For conditional effects, the reported parameters are prefixed with c, such as cACE and cACDE. Instrumental-variable identification is not available for conditional average effects in the current implementation.

Print assumptions

Identification results are conditional on the assumptions encoded in the GCM. To print the identification result together with the identification assumptions, set print_assumptions=True.

G.print(
    what="identification",
    identification={
        "print_assumptions": True,
        "print_assumptions_verbose": True,
    },
)

Exposure: D
Outcome: Y        


Average Causal Effect (ACE)
---------------------            
Method: Selection on Observables (SoO)
Identified: False
Not identifiable by adjustment.

Method: do-calculus (do)
Identified: True
Causal probability: p(Y | do(D)) = sum_{Z,Z2} p(Z|D)sum_{D} p(D,Z2)p(Y|Z,D,Z2)

Method: Instrumental Variable (IV)
Identified: False
No instrument available in the DAG.                

Average Controlled Direct Effect (ACDE)
--------------------------------            
Method: Selection on Observables (SoO)
Identified: False
Not identifiable by adjustment.                

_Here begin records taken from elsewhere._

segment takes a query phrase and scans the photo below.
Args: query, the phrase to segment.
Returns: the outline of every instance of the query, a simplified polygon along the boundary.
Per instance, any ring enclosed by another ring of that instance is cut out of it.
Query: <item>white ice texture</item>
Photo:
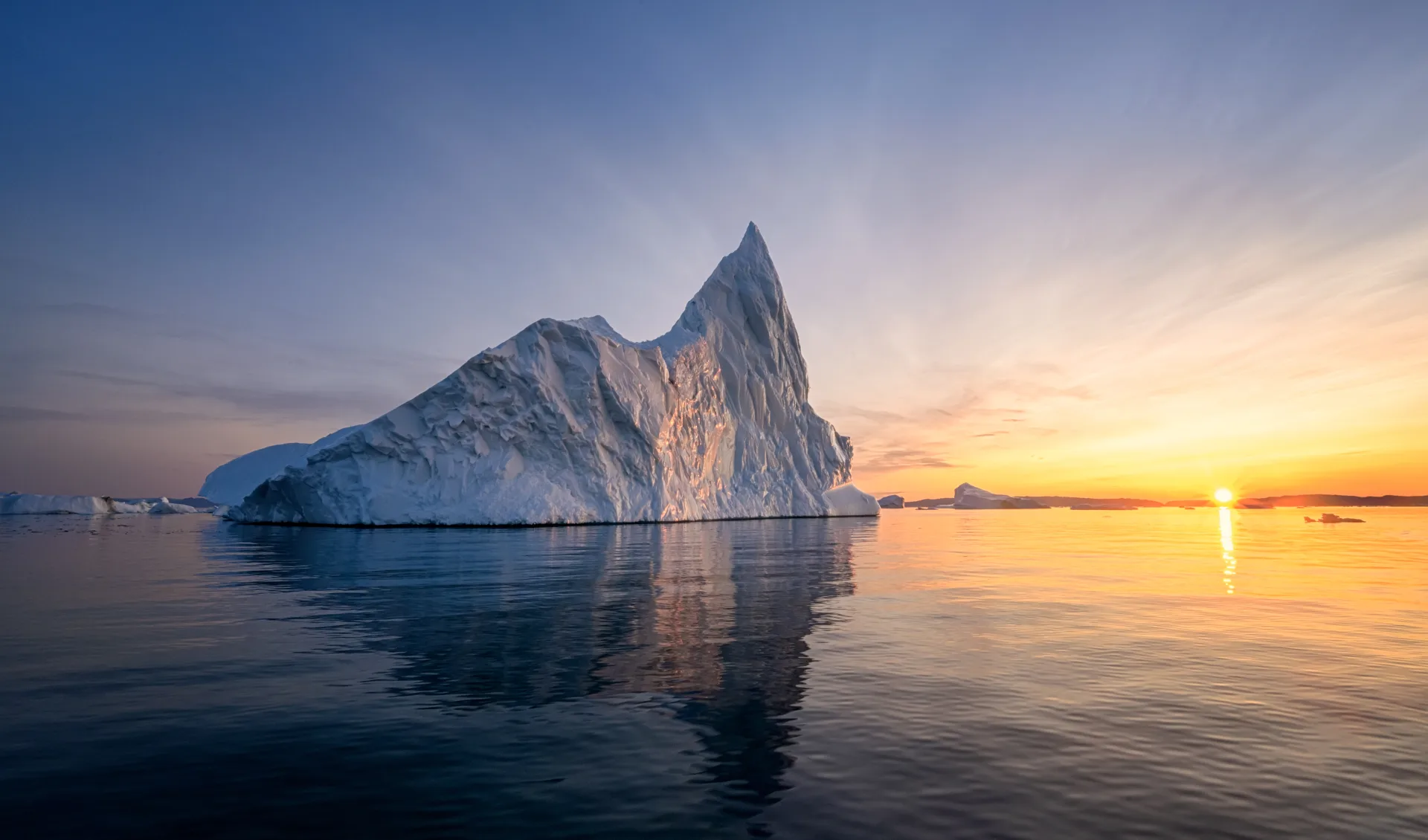
[[[798,334],[753,224],[660,338],[545,318],[344,432],[226,515],[553,525],[878,512],[857,488],[834,489],[853,445],[808,405]]]

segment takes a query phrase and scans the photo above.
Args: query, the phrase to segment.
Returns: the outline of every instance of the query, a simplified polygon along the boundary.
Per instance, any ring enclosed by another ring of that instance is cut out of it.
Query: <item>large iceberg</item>
[[[240,522],[548,525],[877,515],[853,445],[808,405],[753,224],[667,334],[544,318],[308,452]],[[210,496],[214,498],[214,496]]]

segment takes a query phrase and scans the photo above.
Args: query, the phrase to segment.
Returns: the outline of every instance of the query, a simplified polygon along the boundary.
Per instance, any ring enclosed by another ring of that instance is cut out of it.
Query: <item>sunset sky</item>
[[[1428,493],[1428,3],[7,4],[0,491],[186,495],[755,221],[873,492]]]

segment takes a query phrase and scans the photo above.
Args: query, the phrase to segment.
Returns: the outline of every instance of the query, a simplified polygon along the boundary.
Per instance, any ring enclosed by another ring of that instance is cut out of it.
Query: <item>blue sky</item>
[[[657,335],[753,220],[871,489],[1428,492],[1428,6],[6,6],[0,489]]]

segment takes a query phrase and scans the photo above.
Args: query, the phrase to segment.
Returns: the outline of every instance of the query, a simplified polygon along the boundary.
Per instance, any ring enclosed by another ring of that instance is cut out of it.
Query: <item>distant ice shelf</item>
[[[0,495],[0,516],[77,513],[103,516],[109,513],[200,513],[198,508],[160,498],[156,502],[126,501],[111,496],[47,496],[41,493]]]
[[[753,224],[660,338],[544,318],[324,441],[244,455],[203,495],[240,522],[323,525],[878,513],[848,485],[848,438],[808,405],[798,334]]]

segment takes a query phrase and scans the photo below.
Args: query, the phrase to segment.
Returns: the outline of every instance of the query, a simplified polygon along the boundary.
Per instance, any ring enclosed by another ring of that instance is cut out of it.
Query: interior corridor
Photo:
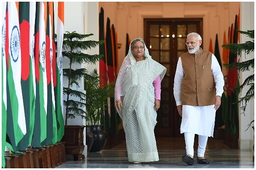
[[[195,137],[193,165],[183,162],[181,157],[186,154],[184,138],[157,138],[159,161],[134,164],[128,162],[125,141],[110,149],[96,153],[89,152],[85,160],[74,161],[73,156],[67,156],[66,162],[56,168],[254,168],[254,153],[231,149],[223,140],[209,138],[205,157],[209,164],[196,162],[198,140]]]

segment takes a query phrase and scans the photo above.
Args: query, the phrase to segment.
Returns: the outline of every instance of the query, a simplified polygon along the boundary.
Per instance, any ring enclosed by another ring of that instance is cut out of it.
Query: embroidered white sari
[[[145,59],[136,62],[130,45],[116,82],[115,99],[121,96],[122,105],[117,111],[123,121],[128,159],[131,162],[159,160],[154,131],[157,113],[152,83],[158,76],[162,81],[166,68],[151,58],[145,43],[144,46]]]

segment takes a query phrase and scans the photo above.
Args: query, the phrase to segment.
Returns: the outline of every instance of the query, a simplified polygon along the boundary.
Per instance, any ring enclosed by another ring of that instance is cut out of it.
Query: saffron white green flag
[[[63,115],[63,79],[62,75],[62,44],[64,33],[64,2],[58,2],[58,5],[57,22],[57,52],[56,72],[56,113],[58,123],[58,141],[61,140],[64,131],[64,116]]]
[[[20,31],[16,5],[18,5],[18,2],[8,2],[9,63],[7,76],[11,108],[9,109],[7,106],[7,133],[9,140],[6,141],[6,146],[15,152],[17,144],[26,133],[20,85]]]
[[[6,2],[2,2],[2,167],[5,167],[6,162],[3,153],[5,150],[6,137]]]

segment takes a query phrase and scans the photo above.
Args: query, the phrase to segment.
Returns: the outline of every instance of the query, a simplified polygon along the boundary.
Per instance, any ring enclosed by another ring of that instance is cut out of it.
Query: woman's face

Assumptions for identification:
------------------------------
1. Correct DAG
   - Definition: DAG structure matches the true causal relations: (a) A directed arrow from a variable A to a variable B means that there is a causal effect of A on B, which may or may not be zero; (b) Absence of an arrow from a variable C to a variable D implies certainty that C does not cause D; (c) A bidirected arrow between a variable E and a variable F means that they share a common unobserved or latent cause.
   - Scope: Connection between reality and the DAG model
   - Role: Ensures adjustment sets and do-calculus yield the correct identifiable causal effect.
   - Usage: identification
   - Violation: Biased or invalid causal effect estimates and incorrect adjustment sets.            
2. Causal Markov Condition (CMC)
   - Definition: Each variable is independent of its non-descendants given its parents
   - Scope: Connects the DAG and the conditional distribution of each variable
   - Role: Links d-separation to conditional independencies, grounding do-calculus.
   - Usage: identification, discovery
   - Violation: Graph–distribution link breaks and identification results may be incorrect.            
3. Positivity (Overlap)
   - Definition: Each treatment level has a positive probability of occurring, including at all relevant levels of the adjustment variables if they are used for identification.
   - Scope: Variables' distributions
   - Role: Required for the g-formula, IPW, and many identification and estimation strategies.
   - Usage: identification, estimation, inference
   - Violation: Effects are undefined or non-estimable in certain regions of the covariate space.

For a fuller discussion of the assumptions themselves, see Check Assumptions.

Practical workflow

A typical GCM identification workflow is:

Build the graph with the exposure, outcome, observed variables, and latent variables.
Check whether the graph represents the intended causal assumptions.
Run G.identification_analysis().
Inspect the default or concise output to see which parameters are identified.
Use detailed output for the strategy and parameter that will be reported.
Retrieve G.identification_dict or G.get_identified() when the result is needed programmatically.
If an assumption is uncertain, compare the identification result with an alternative graph.

References

Ferrari, D. (forthcoming). The Identification of Causal Effects. Cambridge University Press.
Pearl, J. (2009). Causality: Models, Reasoning and Inference. Cambridge University Press.